Verdadeiramente, é questionável até que ponto Fernando Pessoa continuaria lúcido o suficiente para poder conscientemente separar a realidade que ele escrevia daquela que de fato acontecia a sua volta. Isso é especialmente ariscado para o heterônimo de Álvaro de Campos pelo fato deste ser conterrâneo e contemporâneo do Fernando Pessoa Ele – mesmo.
Uma questão meramente etimológica há de ser explicada a esta altura do texto, pela deturpação comum desta palavra pela cultura disseminada por filmes e outros ícones de cultura em massa: há uma diferença enorme entre um psicopata e um assassino em série. Falando estritamente pela lógica, todo assassino em série é um psicopata, mas pouquíssimos psicopatas são assassinos em série.
Dito isto, Fernando Pessoa correria o risco de ser clinicamente diagnosticado como um psicopata somente pelo fato de não mais poder distinguir aquilo que ele escreve daquilo que ele vive.

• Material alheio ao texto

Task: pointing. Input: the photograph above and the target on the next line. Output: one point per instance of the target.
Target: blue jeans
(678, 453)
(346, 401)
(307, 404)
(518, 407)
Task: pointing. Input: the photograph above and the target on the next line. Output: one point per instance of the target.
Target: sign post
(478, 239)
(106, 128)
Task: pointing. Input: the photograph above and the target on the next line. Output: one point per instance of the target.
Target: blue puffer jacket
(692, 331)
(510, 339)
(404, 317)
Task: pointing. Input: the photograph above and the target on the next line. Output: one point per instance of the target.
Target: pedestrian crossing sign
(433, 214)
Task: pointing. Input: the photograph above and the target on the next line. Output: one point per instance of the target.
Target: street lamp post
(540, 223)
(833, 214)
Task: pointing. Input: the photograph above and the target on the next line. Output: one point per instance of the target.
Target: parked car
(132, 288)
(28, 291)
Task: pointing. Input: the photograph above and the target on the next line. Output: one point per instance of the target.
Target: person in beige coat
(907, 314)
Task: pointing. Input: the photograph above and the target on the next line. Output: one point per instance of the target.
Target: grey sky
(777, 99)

Em última análise, podemos quase que seguramente dizer que embora Fernando Pessoa não tenha vivido tempo suficiente para que esta condição patológica atingisse seu ápice psíquico-biológico, ele correu riscos bem reais de tal quadro se tornar presente.
Tal fato não anula em nada a genialidade do maior poeta da história de Portugal, se não da Língua Portuguesa (e, conseqüentemente, do Ocidente). Muito pelo contrário: saber que Fernando Pessoa tenha vivido com tal condição sem diagnóstico a vida inteira e mesmo assim ter se tornado o que se tornou é verdadeiramente impressionante.